Temuan baru airsoft gun dan peluru
Dari olah tempat kejadian perkara (TKP) susulan tersebut, tim penyidik kembali spill temuan baru berupa satu unit airsoft gun beserta ratusan butir peluru.
Hingga saat ini, seluruh barang bukti yang terkumpul masih dalam proses pendataan mendalam serta pencocokan data oleh tim penyidik agar tidak ada detail yang terlewat.
"Dari pengecekan tambahan tersebut ditemukan 1 buah airsoft gun, 117 butir peluru berbagai kaliber dengan rincian 21 butir kaliber 32 S&W, 19 butir kaliber 380 Auto, 34 butir kaliber 38 special, 18 butir kaliber 22 WMR, dan 25 butir kaliber 9x19 mm luger," ucap Budi.
"Selain itu ditemukan 166 selongsong kaliber 22, 5 magazine kaliber 9 mm, 2 recoil spring, 2 botol green gas, 2 tabung gas CO2, 2 wadah peluru mimis, serta sejumlah spare part dan aksesori," sambungnya.
Senjata dinyatakan rusak
Pusat Laboratorium Forensik (Puslabfor) Polri juga langsung turun tangan melakukan pemeriksaan teknis. Pihak kepolisian mengonfirmasi bahwa unit airsoft gun yang ditemukan di lokasi tersebut sudah dalam kondisi rusak.
"Senjata airsoft gun itu sudah kondisinya menurut Puslabfor sudah rusak, sudah tidak utuh," ujar Kanit Krimum Polres Metro Jakarta Selatan, Ipda Alpino De Tech, kepada wartawan, kemarin (11/08/2026).
Guna membongkar kasus secara transparan, Puslabfor Polri menerjunkan dua tim khusus ke TKP, yaitu tim pemeriksa spesifikasi senjata dan tim pengecek DNA.
Pemeriksaan DNA ini menjadi krusial untuk melacak identitas siapa saja yang memiliki akses keluar-masuk ke tiga ruangan penyimpanan senjata tersebut. Secara keseluruhan, polisi telah mengamankan total 30 senjata dari lokasi kejadian.

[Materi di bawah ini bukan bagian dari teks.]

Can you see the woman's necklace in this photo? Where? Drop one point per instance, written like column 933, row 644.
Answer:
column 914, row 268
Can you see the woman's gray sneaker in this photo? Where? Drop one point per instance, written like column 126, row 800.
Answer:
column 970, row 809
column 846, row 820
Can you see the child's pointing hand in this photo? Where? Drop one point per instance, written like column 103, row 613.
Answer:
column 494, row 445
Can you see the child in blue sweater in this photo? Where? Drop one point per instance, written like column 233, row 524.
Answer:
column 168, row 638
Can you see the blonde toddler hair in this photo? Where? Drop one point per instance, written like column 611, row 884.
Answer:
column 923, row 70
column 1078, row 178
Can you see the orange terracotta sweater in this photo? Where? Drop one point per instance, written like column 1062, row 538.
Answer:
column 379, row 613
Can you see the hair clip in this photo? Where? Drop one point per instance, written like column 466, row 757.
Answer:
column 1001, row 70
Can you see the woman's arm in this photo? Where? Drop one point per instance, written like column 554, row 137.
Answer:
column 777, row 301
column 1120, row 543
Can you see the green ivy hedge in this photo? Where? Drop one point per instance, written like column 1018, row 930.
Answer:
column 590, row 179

"Hasil temuannya masih sama, ada airsoft gun, ada juga amunisi, ada juga magasin airsoft gun, dan sparepart dari senjata, contohnya sasaran tembak dan gagang senjata. Itu aja. Totalnya ada 30 item yang telah ditemukan Puslabfor yang berkaitan dengan senjata, senjata angin, amunisi, dan sparepart-nya," jelasnya.
Awal temuan senjata
Berdasarkan kronologi penyidikan, keberadaan ratusan senjata ini pertama kali terendus pada 10–11 Juli 2026. Penyelidikan kemudian berlanjut hingga polisi kembali melakukan penggeledahan dan menemukan barang bukti tambahan pada Rabu (5/8/2026) malam.
Rincian barang bukti yang disita cukup mengejutkan. Dari temuan awal, terdapat 995 pucuk senapan angin dan satu pucuk senjata api real deal jenis Franchi SPA, SPAS-15 kaliber 12 GA.
Pemilik senjata tersebut
Senjata api tersebut terkonfirmasi milik seorang pria berinisial DS yang menjabat sebagai direktur di PT Lokta Karya Perbakin.
"Jadi kalau dilihat penelusuran dari identitas ini yang bersangkutan merupakan direktur ya, terhadap suatu perusahaan PT LKP. LKP ini terkait tentang impor senjata angin ataupun senjata airsoft gun," tutur Budi kepada wartawan, Jumat pekan lalu (07/08/2026). (aLf/aNs)
Gen Z Takeaway
Kasus ratusan senjata di sekolah Pondok Pinang mulai menemukan titik terang. Polisi menyebut keberadaannya berawal dari kerja sama olahraga menembak, namun legalitas, kepemilikan, penyimpanan, dan penggunaannya masih didalami. Temuan tambahan airsoft gun, amunisi, serta spare part membuat penyelidikan terus diperluas, termasuk lewat pemeriksaan forensik dan DNA.